BACKGROUND: Blistering autoimmune dermatoses are a heterogeneous group of rare diseases. Pemphigus diseases are distinguished from pemphigoid diseases as well as dermatitis herpetiformis. In pemphigus diseases, cutaneous blistering is caused by an intraepidermal loss of adhesion between keratinocytes. In pemphigoid diseases, blister formation is due to a subepidermal loss of adhesion of keratinocytes from the basement membrane.

OBJECTIVES: This article reviews the most important trigger factors associated with bullous autoimmune dermatoses and discusses their role in their initial manifestation as well as exacerbation.

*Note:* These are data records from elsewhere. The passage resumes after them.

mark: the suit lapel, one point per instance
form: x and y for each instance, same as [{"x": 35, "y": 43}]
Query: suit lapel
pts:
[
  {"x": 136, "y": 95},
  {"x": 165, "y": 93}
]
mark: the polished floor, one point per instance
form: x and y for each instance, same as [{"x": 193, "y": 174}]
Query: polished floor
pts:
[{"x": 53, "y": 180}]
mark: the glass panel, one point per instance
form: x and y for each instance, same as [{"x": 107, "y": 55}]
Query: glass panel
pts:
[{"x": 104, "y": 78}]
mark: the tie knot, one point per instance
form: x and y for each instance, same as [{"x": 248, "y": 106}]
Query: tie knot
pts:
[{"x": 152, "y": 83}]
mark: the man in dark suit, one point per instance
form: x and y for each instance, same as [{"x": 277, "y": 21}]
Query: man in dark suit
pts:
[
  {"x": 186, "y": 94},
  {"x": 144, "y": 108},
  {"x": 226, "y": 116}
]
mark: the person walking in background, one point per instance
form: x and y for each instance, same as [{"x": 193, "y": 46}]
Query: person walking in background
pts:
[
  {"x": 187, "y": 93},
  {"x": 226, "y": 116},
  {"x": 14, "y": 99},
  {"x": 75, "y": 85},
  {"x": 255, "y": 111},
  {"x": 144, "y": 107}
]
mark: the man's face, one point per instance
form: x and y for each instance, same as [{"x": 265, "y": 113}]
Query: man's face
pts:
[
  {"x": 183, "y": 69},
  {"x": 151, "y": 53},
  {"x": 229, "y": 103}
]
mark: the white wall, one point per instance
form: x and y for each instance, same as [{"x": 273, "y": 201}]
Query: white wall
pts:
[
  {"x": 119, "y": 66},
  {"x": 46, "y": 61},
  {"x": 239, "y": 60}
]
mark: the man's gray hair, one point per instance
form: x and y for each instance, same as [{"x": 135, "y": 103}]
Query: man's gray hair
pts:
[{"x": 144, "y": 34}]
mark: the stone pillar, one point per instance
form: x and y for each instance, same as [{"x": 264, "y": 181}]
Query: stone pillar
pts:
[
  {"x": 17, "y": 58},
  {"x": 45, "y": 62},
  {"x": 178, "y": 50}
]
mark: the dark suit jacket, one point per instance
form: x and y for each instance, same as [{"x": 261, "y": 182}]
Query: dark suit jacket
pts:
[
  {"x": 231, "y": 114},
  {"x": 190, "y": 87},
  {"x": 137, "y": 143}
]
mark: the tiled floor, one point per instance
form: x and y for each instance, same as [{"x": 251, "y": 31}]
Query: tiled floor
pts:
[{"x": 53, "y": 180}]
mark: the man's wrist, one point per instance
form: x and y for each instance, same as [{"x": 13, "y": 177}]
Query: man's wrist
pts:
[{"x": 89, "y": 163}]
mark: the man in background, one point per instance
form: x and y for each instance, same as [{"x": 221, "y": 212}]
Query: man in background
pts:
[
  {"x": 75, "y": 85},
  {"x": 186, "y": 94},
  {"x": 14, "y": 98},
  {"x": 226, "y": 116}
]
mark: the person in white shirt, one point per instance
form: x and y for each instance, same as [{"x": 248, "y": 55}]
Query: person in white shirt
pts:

MATERIALS AND METHODS: A focused review of the literature including original articles, guidelines, reference works and previously published review articles was performed.

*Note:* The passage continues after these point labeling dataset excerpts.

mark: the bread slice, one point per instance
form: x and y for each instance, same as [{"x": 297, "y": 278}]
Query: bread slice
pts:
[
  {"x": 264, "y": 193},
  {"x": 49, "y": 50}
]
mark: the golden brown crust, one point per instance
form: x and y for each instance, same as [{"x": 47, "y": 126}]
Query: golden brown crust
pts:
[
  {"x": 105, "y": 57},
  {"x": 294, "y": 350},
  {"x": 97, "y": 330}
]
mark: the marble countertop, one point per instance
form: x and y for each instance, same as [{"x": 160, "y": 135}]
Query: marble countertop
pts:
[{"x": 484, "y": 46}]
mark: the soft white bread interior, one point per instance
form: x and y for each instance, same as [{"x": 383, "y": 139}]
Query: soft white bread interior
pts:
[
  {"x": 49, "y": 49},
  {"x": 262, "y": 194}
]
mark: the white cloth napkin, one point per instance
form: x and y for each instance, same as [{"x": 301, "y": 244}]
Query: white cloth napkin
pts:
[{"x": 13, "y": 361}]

RESULTS: Vaccinations, viral infections, ultraviolet light (UV) exposure and radiation therapies are possible triggers of pemphigus vulgaris in predisposed patients. For the much rarer pemphigus foliaceus, UV exposure is of particular importance. Thiols and phenols are drugs that can induce pemphigus usually resembling pemphigus foliaceus clinically. Age is the most important risk factor of bullous pemphigoid. In addition, in bullous pemphigoid associations with dipeptidyl peptidase 4 inhibitors, programmed cell death protein‑1 or programmed death-ligand‑1 inhibitors as well as neurological diseases are particularly relevant. Severe mucosal damage, certain drugs and in particular cases neoplasms might play a role in mucous membrane pemphigoid.

CONCLUSION: Knowing possible trigger factors facilitates a timely diagnosis upon initial manifestation and supports the prevention of relapse of bullous autoimmune dermatoses.